Good Day, I've done a number of searches on here and google and yet to find a solution that address this problem.

The scenario is:

I have a Python script (2.7) that loops through an number of URLs (e.g. think Amazon pages, scraping reviews). Each page has the same HTML layout, just scraping different information. I use Selenium with a headless browser as these pages have javascript that needs to execute to grab the information.

I run this script on my local machine (OSX 10.10). Firefox is the latest v59. Selenium is version at 3.11.0 and using geckodriver v0.20.

This script locally has no issues, it can run through all the URLs and scrape the pages with no issue.

Now when I put the script on my server, the only difference is it is Ubuntu 16.04 (32 bit). I use the appropriate geckodriver (still v0.20) but everything else is the same (Python 2.7, Selenium 3.11). It appears to randomly crash the headless browser and then all of the browserObjt.get('url...') no longer work.

The error messages say:

Message: failed to decode response from marionette

Any further selenium requests for pages return the error:

Message: tried to run command without establishing a connection


To show some code:

When I create the driver:

    options = Options()
    options.set_headless(headless=True)

    driver = webdriver.Firefox(
        firefox_options=options,
        executable_path=config.GECKODRIVER
    )

driver is passed to the script's function as a parameter browserObj which is then used to call specific pages and then once that loads it is passed to BeautifulSoup for parsing:

browserObj.get(url)

soup = BeautifulSoup(browserObj.page_source, 'lxml')
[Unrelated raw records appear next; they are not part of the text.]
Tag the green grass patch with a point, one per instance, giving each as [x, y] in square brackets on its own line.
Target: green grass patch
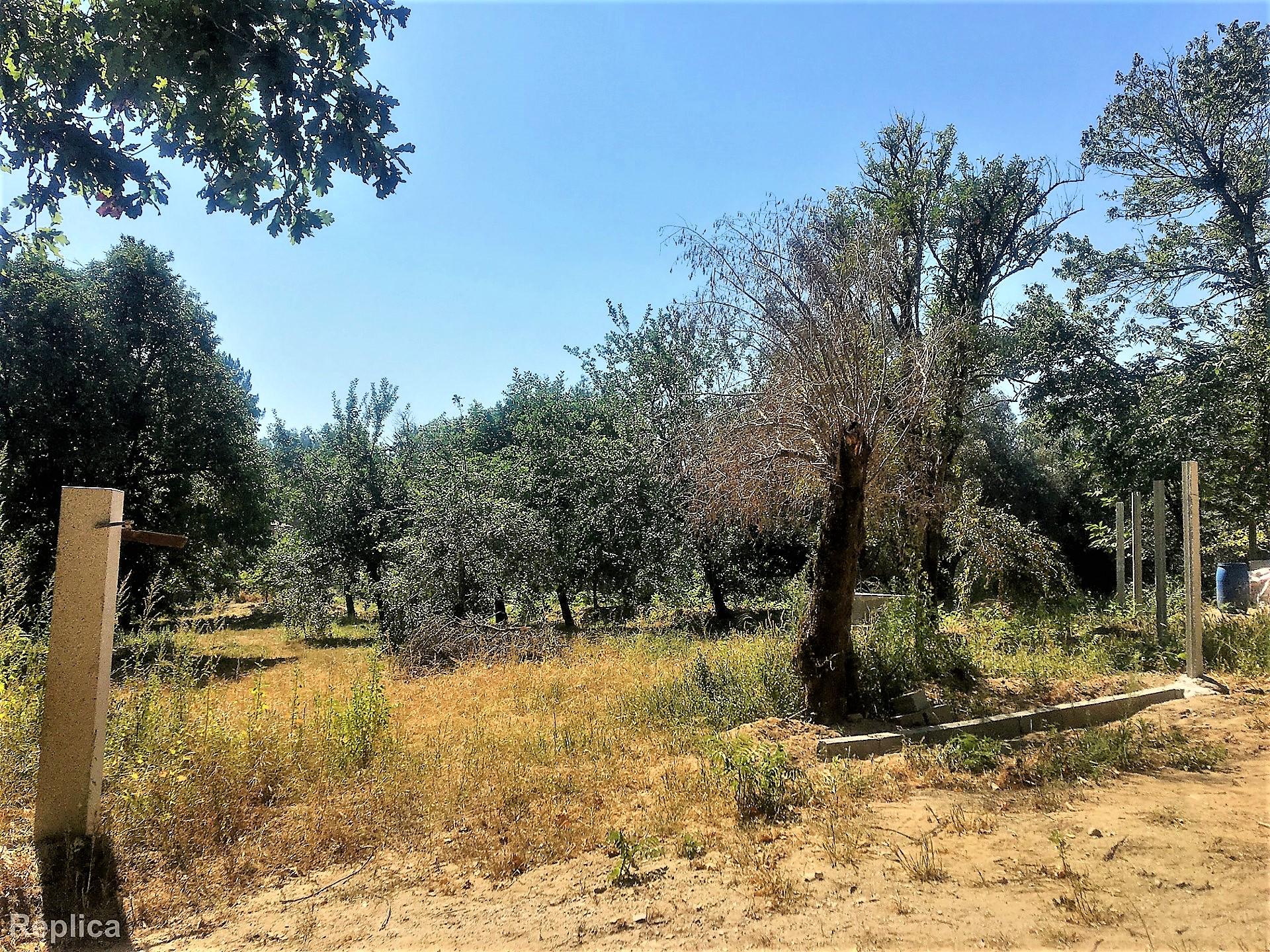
[1096, 753]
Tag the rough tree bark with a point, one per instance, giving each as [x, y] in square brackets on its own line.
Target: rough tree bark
[723, 615]
[826, 655]
[566, 608]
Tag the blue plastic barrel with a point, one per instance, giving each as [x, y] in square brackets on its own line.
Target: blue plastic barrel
[1234, 589]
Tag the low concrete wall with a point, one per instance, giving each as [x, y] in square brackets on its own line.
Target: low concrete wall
[1080, 714]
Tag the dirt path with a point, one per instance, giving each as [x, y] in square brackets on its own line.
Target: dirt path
[1175, 861]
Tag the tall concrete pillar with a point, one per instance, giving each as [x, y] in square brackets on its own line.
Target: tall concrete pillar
[78, 677]
[1193, 571]
[1136, 528]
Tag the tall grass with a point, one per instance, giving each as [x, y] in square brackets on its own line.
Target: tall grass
[723, 686]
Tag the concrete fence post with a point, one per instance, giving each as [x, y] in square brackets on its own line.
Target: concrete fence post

The error might be pointing to the BeautifulSoup line which is crashing the browser.

What is likely causing this, and what can I do to resolve the issue?


Edit: Adding stack trace which points to the same thing:

Traceback (most recent call last):
  File "main.py", line 164, in <module>
    getLeague
  File "/home/ps/dataparsing/XXX/yyy.py", line 48, in BBB
    soup = BeautifulSoup(browserObj.page_source, 'lxml')
  File "/home/ps/AAA/projenv/local/lib/python2.7/site-packages/selenium/webdriver/remote/webdriver.py", line 670, in page_source
    return self.execute(Command.GET_PAGE_SOURCE)['value']
  File "/home/ps/AAA/projenv/local/lib/python2.7/site-packages/selenium/webdriver/remote/webdriver.py", line 312, in execute
    self.error_handler.check_response(response)
  File "/home/ps/AAA/projenv/local/lib/python2.7/site-packages/selenium/webdriver/remote/errorhandler.py", line 242, in check_response
    raise exception_class(message, screen, stacktrace)
WebDriverException: Message: Failed to decode response from marionette

Note: This script used to work with Chrome. Because the server is a 32bit server, I can only use chromedriver v0.33, which only supports Chrome v60-62. Currently Chrome is v65 and on DigitalOcean I don't seem to have an easy way to revert back to an old version - which is why I am stuck with Firefox.

Answer

myol picture myol · Mar 17, 2019

For anyone else experiencing this issue when running selenium webdriver in a Docker container, increasing the container size to 2gb fixes this issue.

I guess this affects physical machines too if the OP fixed their issue by upgrading their server RAM to 2Gb, but could be coincidence.